Comparison areas, also known as reference areas or benchmark areas, are additional sampling locations established in rangeland inventory or monitoring programs to isolate the effects of land use from other natural events (especially weather factors) influencing vegetation responses. Therefore, comparison areas are usually chosen at localities with minimal management impacts, such as livestock exclosures or sites distant from water points. In other situations, fenceline contrasts reveal useful cues to separate the effects of land use from weather conditions.

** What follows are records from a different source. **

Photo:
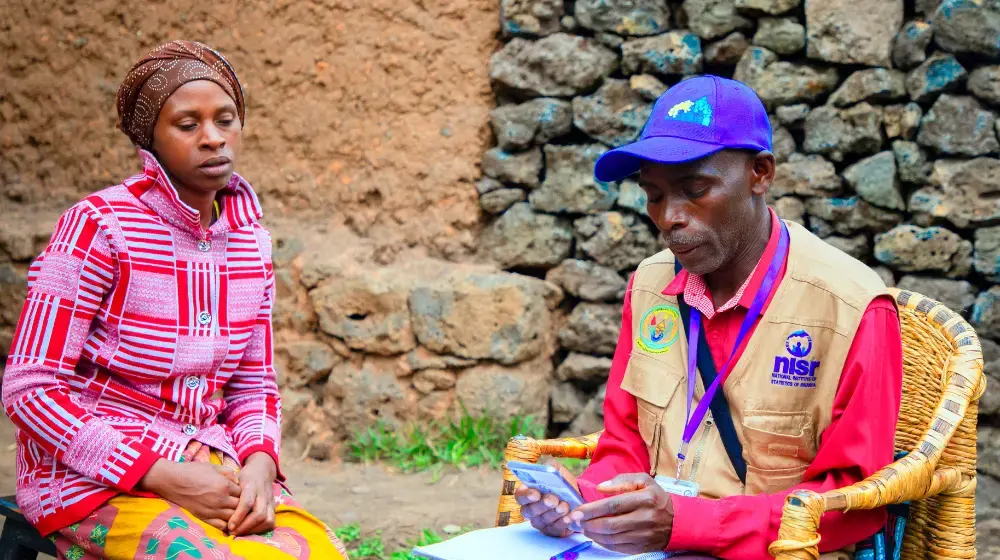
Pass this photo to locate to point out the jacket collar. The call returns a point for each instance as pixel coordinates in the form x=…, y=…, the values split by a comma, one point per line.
x=154, y=189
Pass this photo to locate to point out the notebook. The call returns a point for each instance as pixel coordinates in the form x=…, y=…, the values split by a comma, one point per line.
x=520, y=541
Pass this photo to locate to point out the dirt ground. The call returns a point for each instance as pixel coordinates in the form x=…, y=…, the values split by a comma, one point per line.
x=398, y=505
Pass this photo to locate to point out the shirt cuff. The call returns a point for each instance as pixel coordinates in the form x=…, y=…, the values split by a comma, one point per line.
x=263, y=448
x=137, y=470
x=696, y=524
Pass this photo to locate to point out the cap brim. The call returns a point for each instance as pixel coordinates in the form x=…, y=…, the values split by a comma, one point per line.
x=619, y=163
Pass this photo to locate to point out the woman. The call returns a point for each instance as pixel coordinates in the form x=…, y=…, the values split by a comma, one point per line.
x=140, y=376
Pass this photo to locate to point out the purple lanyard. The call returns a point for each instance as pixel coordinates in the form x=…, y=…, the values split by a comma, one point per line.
x=694, y=329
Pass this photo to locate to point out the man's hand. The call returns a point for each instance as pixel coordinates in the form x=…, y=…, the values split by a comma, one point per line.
x=546, y=513
x=210, y=492
x=255, y=514
x=637, y=517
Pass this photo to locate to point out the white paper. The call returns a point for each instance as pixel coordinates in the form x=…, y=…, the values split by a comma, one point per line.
x=520, y=541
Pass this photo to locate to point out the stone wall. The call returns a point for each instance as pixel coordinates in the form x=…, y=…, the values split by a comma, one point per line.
x=885, y=131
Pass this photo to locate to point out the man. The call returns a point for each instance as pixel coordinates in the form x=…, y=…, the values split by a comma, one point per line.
x=801, y=340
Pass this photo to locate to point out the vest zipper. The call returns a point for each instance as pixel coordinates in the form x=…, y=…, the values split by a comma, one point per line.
x=657, y=430
x=701, y=447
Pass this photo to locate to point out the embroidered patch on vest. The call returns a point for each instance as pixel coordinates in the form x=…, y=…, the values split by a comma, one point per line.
x=659, y=329
x=796, y=369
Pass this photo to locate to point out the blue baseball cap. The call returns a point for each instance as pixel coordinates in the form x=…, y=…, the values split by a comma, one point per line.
x=691, y=120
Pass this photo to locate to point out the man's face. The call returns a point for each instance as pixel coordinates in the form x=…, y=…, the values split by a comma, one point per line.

Credible interpretations of land use impacts depend upon the selection of comparison areas that are representative of corresponding key areas or critical areas, partially realized by restricting sampling locations to the same range site. Problems of variability within a range site could be overcome by including multiple comparison areas, although this is seldom practical within the scope of time and budgetary constraints associated with most land evaluation programs.
References and Further Reading
Bureau of Land Management. 1996. Sampling vegetation attributes. Interagency Technical Reference, BLM/RS/ST-96/002+1730. p 6.
Smith, E.L., and G.B. Ruyle. 1991. Considerations when monitoring rangeland vegetation. G.B. Ruyle. (ed). Some methods for monitoring rangelands and other natural area vegetation. University of Arizona, College of Agriculture, Extension Report 9043. pp 2-3.
Wilson, A.D. 1984. Points of reference in the assessment of change in vegetation and land condition. Australian Rangeland Journal 6:69-74.